La Fondation Cartier pour l’art contemporain révèle le talent d’une artiste encore méconnue hors de son Australie natale, Sally Gabori. De son nom complet Mirdidingkingathi Juwarnda qui signifie dauphin né à Mirdidingki, Sally Gabori est mise à l’honneur et son talent révélé pour la première fois hors de l’Océanie. Il s’agit en effet de sa première exposition personnelle en Europe. Les œuvres à forte puissance figurative nous plongent dans la nature luxuriante de son île de naissance : l’île Bentinck.

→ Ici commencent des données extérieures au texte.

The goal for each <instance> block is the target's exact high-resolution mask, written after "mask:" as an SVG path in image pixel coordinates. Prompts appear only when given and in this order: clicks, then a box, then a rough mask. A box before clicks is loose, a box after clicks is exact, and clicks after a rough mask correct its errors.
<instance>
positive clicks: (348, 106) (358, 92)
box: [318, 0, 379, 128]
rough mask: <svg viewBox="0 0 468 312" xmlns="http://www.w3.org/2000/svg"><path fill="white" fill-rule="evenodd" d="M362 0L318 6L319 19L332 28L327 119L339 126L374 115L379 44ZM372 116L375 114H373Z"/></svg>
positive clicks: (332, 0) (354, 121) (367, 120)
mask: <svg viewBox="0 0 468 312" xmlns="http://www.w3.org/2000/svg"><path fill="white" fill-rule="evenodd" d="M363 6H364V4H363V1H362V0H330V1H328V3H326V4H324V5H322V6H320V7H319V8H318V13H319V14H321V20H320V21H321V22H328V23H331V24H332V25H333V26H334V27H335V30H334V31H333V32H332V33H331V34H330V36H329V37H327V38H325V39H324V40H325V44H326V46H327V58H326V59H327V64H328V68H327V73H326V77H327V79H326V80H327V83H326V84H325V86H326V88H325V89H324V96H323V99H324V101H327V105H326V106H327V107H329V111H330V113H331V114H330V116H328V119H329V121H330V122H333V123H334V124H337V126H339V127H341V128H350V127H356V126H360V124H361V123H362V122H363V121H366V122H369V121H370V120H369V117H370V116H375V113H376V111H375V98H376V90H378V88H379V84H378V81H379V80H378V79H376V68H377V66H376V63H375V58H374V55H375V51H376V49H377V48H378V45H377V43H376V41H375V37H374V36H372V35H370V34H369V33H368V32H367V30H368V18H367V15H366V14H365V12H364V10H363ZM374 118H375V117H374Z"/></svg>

Décédée en 2015, Sally Gabori commence à peindre ses toiles colorées, à raison d’une à plusieurs toiles par jour, à 81 ans. Jusqu’à sa mort et en seulement 8 ans, l’artiste produit plus de 2000 tableaux. Son ascension est immédiate. Très vite, Sally Gabori s’impose comme figure de proue de l’art contemporain en Océanie. De son vivant, ses œuvres sont exposées à la Queensland Art Gallery et elle est invitée à la Biennale de Venise en 2013. À travers une trentaine d’œuvres, la Fondation Cartier revient sur quelques années intenses où Sally Gabori peint frénétiquement, imprégnée par la nostalgie de l’île qu’elle a été contrainte de quitter à 24 ans.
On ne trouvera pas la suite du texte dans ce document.